Revenue decreased by two per cent to US$376.6 million from $383.0 million in the first quarter of 2013 (1Q13) due mostly to the weakening of Russian rouble (RUB) against US$. Revenue increased by 13 per cent in RUB terms.
Gross Profit increased by 48 per cent to $95.1 million from $64.4 million in 1Q13. In RUB, Gross Profit increased by 70 per cent.
Gross Margin increased to 25 per cent from 17 per cent in 1Q13.
Adjusted EBITDA has doubled to $56.2 million from $28.4 million in 1Q13. In RUB, Adjusted EBITDA increased by an impressive 128 per cent. Adjusted EBITDA margin more than doubled to 15 per cent from seven per cent in 1Q13.
Net Profit in 1Q14 amounted to $25.0 million compared with a Net Loss of ($0.6 million) in 1Q13.
Net Margin was at seven per cent.
Net Debt was $808.9 million as of the end of 1Q14. The effective cost of debt was 3.2 per cent (1Q13: 2.6 per cent).
Earnings per share (EPS) was $0.57 (1Q13: loss per share of ($0.01)). CCR (Cash Conversion Ratio) was 131 per cent.
Cherkizovo Group acquired LISKO Broiler in the Voronezh region, one of the country’s largest poultry producers. The deal is based on the enterprise value of approximately RUB5 billion. As a result of the acquisition, Cherkizovo increased its market share by two percentage points to 13 per cent, making an important step to the poultry market leadership.
Operational land bank of the Grain Division was increased to 58,000 hectares as compared with 40,000 hectares in 2013. The Group has invested in modern high-tech agricultural equipment in order to promote the efficiency of the grain segment and expects a harvest of approximately 250,000 tonnes of grain in 2014.
Cherkizovo Group has launched a case-ready production line at Cherkizovsky Meat Processing Plant in Moscow. The line allows for 100 tonnes of ready-to-cook meat products to be produced per day.

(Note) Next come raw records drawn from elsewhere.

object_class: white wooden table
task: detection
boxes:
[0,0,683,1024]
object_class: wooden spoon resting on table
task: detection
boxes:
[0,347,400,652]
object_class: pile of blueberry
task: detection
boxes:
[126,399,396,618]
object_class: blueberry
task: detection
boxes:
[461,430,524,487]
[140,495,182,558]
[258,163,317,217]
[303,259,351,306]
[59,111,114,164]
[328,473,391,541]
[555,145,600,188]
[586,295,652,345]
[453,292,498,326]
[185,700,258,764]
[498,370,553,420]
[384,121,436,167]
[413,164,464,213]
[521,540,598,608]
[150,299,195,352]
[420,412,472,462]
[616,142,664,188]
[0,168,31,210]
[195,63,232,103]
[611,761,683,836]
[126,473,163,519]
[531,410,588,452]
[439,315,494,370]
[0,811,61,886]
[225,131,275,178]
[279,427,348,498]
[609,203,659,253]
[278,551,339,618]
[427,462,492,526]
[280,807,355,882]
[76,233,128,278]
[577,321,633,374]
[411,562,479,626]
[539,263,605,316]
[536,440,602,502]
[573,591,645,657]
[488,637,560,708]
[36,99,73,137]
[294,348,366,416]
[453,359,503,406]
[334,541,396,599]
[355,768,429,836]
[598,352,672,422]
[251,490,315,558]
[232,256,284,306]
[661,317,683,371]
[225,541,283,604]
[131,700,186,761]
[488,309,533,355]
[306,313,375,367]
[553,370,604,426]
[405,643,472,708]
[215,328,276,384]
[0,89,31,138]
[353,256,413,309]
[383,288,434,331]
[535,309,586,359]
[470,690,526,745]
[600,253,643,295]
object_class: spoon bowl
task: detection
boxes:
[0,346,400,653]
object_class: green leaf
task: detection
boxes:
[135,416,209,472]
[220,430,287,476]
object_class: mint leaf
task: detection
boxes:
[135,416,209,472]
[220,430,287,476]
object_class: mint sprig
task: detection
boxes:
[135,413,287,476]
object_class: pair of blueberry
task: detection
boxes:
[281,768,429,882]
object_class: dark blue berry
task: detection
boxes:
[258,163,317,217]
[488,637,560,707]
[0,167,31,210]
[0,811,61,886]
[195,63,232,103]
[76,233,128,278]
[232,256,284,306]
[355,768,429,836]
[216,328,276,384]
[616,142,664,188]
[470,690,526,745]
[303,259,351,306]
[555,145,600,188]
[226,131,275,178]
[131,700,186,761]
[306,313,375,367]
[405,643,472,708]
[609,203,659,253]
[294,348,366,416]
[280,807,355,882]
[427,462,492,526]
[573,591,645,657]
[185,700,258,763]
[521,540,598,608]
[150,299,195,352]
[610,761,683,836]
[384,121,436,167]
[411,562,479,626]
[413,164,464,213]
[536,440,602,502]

Commenting on the results, Sergei Mikhailov, Cherkizovo CEO, said: "Cherkizovo demonstrated very strong results in the first quarter. The Company’s revenue increased by 13 per cent in RUB, and Adjusted EBITDA more than doubled. We can definitely say that after a very challenging 2013, the Group returned to a strong profitability.
"The market environment was quite favourable throughout the quarter. Grain prices were relatively stable, while poultry meat and pork prices started to increase. Due to a shortage on the pork market and stoppage of imports, growth of live hog prices was very rapid starting in March. As a result, Cherkizovo Group, which completed its long-term investment programme in the pork division last year, could gain a strong financial return from these investments.
"Once again, we benefited from the Company’s diversified structure. The rapid growth of profit in the pork division compensated many times over for the inevitable pressure on margins in the meat processing division. While many meat processors are facing difficulties as a result of the shortage on the pork market, Cherkizovo Group is able to supply its meat processing division with high-quality raw meat thanks to its high degree of the vertical integration.
"The acquisition of Lisko Broiler that we announced in the first quarter was a milestone for our business. Cherkizovo Group continued to consolidate the Russian meat market and made a major step towards market leadership. The transaction was made at a very attractive multiple which is beneficial for our shareholders, and we expect to have a noticeable synergy effect starting this year," said Mr Mikhailov.